New Polish family minister faces backlash for controversial anti-Christian t-shirt

By Grzegorz Adamczyk
2 Min Read

Poland’s new family minister is under fire for a t-shirt that features a graphic of a woman shielding herself from Christian crucifixes with an umbrella, with the photo fueling fears of anti-Christian sentiment in the new ruling left-liberal government.

Agnieszka Dziemianowicz-Bąk, the new minister of family, labor, and social policy in the Polish government led by Donald Tusk, wore the controversial t-shirt during a photo shoot in the past. The image, resurfacing on social media, led journalist Sławomir Jastrzębowski to highlight the hypocrisy by suggesting that if the crosses were replaced with symbols like the Star of David or a crescent moon, the minister would have been promptly dismissed.

His comments reflect concerns about double standards in the treatment of religious symbols.

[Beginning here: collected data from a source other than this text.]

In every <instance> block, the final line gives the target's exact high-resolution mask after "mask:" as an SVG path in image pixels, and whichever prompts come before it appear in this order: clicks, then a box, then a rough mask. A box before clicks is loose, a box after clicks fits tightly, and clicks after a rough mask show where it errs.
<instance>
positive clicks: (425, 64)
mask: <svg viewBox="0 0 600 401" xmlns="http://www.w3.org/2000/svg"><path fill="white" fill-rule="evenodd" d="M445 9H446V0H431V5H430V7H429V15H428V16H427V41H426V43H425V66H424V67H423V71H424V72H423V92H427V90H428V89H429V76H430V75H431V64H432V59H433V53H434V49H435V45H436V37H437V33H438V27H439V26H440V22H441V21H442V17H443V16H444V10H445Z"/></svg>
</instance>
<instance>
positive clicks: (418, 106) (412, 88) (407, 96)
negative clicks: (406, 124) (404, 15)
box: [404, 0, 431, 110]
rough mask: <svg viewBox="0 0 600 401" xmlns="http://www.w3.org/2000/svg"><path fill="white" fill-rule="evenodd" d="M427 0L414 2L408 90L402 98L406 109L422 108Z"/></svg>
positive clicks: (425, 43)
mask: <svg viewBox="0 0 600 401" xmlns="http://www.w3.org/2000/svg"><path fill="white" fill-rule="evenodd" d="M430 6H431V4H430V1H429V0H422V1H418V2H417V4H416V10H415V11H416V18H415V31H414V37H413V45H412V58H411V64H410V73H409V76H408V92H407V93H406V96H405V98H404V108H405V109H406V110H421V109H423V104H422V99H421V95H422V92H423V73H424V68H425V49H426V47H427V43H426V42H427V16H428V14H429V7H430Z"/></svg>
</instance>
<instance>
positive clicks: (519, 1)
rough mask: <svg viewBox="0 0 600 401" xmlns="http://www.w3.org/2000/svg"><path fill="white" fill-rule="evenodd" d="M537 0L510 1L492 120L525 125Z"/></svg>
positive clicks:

Przemysław Czarnek, a former head of the Ministry of Education, echoed these sentiments, questioning Dziemianowicz-Bąk’s suitability as a family minister and claiming her t-shirt was evidence of Christianophobia. He also speculated on the public reaction if similar apparel featured Jewish or Muslim symbols instead.

In a 2020 interview with Wysokie Obcasy, a supplement to the left-liberal newspaper Gazeta Wyborcza, Dziemianowicz-Bąk, then a Leftist MP, stated she is not anti-Christian but supports the secularism of the state. She emphasized her fight is not against the Catholic Church but against pathologies within it, including addressing the Church’s role in pedophilia crimes. She said the responsibility of the state is to protect its citizens, including holding accountable those who harm them, such as priests.

Dziemianowicz-Bąk has also criticized the state for allowing the Catholic Church to become significantly involved in the lives of citizens, asserting that government authorities have encouraged this over the years.

Her stance highlights a broader debate in Poland about the role of the Church in public life and the state’s relationship with religious institutions.